Story by Abby Metzger, posted May 22, 2017
As a child in South Dakota, Larry O'Neill used to watch thunderstorms roil over the Black Hills. His bedroom window faced west, providing a front-row seat to the region's fickle weather. He was so fascinated by it that when it was his turn for T.V., he often picked the weather channel over cartoons.
"In June it could be 80 degrees and have thunderstorms. Two days later, it would get down to 35 or 40 degrees," he says.
Some childhood fascinations fade away. Others, like convective clouds rising over mountains, build into a powerful force. For O'Neill, his curiosity about the weather took the path of the latter, growing from intense interest to professional pursuit.
O'Neill is now an assistant professor with the College of Earth, Ocean, and Atmospheric Sciences at Oregon State, where he takes a detailed scientific look at storms. He is particularly interested in storms within the Gulf Stream, a current of warm water that moderates the climate of the U.S. East Coast and western Europe by transporting tropical heat from the Caribbean to the North Atlantic. The Gulf Stream is a formidable current: each second, it moves a volume of water greater than all the world's rivers combined. Early European voyages to the Americas likely took advantage of this commanding current by hitching a ride back home to make the trip faster.
Also notable is the Gulf Stream's propensity to facilitate the development of storms. The prevailing thought is that the temperature contrast between the current's warm water and the cooler surface air temperature causes winds to converge. The convergence creates upward motion into the atmosphere that eventually leads to clouds and rain.
O'Neill says it's important to understand what causes this upward motion. Otherwise, our weather and climate models could be wrong. Both short- and long-term predictions that help us anticipate everything from ocean conditions, to hazards, to growing seasons could be off the mark.
With a new paper in queue, O'Neill is challenging the prevailing theory that ocean temperature is responsible for upward motion and rain.
"It turns out that this idea isn't necessarily correct," he says. "What causes the upward motion is actually storm systems. The storms cause the air to converge over the Gulf Stream, not just the temperature."
But how does he know that?
O'Neill had a hunch that Gulf Stream storms hadn't been given their proper due. Modelers would average out storms over time, essentially dulling their effect within the Gulf Stream. Picture it like a sound engineer taking all the loud and quiet parts of a rock concert and averaging the sound levels.
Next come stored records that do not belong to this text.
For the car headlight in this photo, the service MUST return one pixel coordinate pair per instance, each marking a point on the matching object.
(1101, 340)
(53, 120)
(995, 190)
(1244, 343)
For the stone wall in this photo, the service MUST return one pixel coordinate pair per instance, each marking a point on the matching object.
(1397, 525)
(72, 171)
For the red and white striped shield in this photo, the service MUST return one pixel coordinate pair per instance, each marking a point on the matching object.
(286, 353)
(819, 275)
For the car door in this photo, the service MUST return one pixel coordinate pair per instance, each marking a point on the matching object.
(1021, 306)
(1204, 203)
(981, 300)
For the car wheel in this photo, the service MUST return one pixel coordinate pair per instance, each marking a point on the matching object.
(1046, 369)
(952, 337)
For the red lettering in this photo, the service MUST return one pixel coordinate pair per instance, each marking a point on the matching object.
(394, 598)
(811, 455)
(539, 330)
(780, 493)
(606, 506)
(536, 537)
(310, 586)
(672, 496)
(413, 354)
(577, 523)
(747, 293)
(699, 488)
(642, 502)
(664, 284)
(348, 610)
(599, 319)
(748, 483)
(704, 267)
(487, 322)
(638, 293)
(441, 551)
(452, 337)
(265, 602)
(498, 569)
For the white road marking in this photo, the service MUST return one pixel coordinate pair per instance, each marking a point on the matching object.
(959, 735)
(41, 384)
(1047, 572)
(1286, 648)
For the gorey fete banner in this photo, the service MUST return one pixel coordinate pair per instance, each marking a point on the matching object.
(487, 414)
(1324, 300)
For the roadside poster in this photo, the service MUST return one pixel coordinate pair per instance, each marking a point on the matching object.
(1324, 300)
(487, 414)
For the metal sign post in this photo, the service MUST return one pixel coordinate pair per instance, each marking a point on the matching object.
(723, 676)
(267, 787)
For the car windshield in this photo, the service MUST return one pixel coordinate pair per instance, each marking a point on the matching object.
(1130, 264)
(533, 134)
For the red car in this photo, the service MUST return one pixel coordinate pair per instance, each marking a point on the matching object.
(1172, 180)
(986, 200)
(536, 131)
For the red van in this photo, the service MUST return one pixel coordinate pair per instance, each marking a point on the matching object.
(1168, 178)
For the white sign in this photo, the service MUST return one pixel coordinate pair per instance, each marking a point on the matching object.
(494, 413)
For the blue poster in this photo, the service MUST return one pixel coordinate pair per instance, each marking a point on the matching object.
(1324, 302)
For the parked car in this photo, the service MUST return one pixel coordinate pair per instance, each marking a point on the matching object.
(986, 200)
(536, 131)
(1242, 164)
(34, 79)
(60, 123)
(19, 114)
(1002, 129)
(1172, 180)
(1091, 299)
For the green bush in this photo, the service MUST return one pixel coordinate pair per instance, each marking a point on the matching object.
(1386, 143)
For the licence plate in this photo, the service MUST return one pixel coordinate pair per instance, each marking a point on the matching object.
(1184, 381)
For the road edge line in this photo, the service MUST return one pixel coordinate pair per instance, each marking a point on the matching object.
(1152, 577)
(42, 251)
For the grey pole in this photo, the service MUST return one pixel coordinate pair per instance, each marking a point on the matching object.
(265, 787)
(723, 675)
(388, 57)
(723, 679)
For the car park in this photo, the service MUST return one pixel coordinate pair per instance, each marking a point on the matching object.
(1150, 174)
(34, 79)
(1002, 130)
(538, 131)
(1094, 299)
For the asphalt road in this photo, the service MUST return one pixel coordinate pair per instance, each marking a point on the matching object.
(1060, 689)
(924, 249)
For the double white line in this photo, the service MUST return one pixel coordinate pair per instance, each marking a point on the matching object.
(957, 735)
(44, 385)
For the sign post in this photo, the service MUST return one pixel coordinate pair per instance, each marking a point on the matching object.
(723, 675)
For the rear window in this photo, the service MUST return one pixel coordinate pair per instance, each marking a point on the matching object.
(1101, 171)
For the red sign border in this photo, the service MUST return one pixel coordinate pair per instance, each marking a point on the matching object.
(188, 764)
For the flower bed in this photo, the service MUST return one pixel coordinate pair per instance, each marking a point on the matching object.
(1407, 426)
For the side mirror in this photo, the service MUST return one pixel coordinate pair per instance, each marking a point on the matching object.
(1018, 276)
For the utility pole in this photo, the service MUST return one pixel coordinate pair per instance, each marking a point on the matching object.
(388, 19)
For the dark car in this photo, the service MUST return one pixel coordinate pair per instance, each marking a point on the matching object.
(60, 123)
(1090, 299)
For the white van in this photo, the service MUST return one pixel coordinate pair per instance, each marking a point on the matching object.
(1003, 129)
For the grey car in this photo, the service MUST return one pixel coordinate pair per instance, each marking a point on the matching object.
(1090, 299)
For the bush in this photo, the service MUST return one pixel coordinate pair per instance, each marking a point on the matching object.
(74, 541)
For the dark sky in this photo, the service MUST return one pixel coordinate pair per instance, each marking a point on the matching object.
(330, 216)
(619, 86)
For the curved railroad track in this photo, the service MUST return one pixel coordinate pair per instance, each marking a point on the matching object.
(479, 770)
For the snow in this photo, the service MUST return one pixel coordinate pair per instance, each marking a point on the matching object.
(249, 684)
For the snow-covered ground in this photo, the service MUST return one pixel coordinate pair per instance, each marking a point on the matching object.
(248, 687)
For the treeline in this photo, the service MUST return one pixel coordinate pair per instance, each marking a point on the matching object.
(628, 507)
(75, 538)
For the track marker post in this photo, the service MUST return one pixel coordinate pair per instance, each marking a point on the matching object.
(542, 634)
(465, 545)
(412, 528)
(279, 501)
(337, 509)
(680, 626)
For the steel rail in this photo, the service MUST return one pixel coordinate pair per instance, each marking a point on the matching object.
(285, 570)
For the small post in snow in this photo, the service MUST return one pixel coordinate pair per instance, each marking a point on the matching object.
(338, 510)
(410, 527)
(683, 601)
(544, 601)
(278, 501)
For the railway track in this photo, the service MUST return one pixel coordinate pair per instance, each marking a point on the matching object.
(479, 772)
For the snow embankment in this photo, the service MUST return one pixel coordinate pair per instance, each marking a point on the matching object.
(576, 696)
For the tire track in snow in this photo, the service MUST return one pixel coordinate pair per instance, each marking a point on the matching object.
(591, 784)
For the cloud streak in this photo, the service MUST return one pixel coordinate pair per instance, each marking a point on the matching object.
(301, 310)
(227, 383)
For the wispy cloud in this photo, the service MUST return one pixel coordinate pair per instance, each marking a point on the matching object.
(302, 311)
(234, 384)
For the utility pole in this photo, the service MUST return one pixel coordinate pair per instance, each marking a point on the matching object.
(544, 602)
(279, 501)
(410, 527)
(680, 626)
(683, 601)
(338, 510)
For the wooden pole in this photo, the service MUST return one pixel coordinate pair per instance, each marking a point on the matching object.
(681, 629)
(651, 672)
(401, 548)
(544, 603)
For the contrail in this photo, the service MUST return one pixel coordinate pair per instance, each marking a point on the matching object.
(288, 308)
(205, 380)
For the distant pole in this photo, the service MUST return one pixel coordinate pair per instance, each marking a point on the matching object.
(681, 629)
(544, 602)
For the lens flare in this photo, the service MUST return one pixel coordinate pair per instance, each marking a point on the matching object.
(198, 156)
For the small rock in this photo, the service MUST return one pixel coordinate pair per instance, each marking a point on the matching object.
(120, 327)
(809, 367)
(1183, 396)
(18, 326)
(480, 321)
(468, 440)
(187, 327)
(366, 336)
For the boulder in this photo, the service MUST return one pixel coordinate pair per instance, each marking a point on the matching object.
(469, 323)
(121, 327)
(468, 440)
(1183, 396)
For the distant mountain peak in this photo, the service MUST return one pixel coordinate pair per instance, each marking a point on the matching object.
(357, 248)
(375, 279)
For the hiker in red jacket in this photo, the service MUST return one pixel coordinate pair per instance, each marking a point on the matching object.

Concert-goers would hear the entire show played at a sustained volume, without the peaks and valleys of the dramatic guitar riffs or somber ballads.
To understand the true effect of storms within the Gulf Stream, O’Neill applied something called an extreme value filter. He essentially filtered out a few strong storms from the model and looked at the relatively calmer days in between. The idea, which came to him in a dream, allowed him to test whether the relationship between storms and upward motion still held even when these large storms were taken out of the equation. It didn’t.
"I only took out a few observations, and it completely changed the answer. It was easy to code. It didn't take long. And when I saw it, I realized this is pretty clear cut," he says, adding, "I've been barking up this tree a long time. How the ocean influences the weather in the Gulf Stream has long confounded researchers, since commonly accepted ideas do not often translate here. One reason for the Gulf Stream's uniqueness may be the strong storms that have an outsized influence on wind and rain measurements."
O'Neill's work highlights the need for climate and weather models to correctly simulate storm generation over the Gulf Stream. It will help forecasters and scientists make a better distinction between human-caused climate change and natural variability. His extreme value filter could be applied to other climate and weather phenomenon — including the unusually warm mass of water off the West Coast called The Blob. He and his graduate student Briana Phillips are already looking at how early season storms dissipated The Blob's heat during the last few winters, providing greater understanding of how the air and sea interact.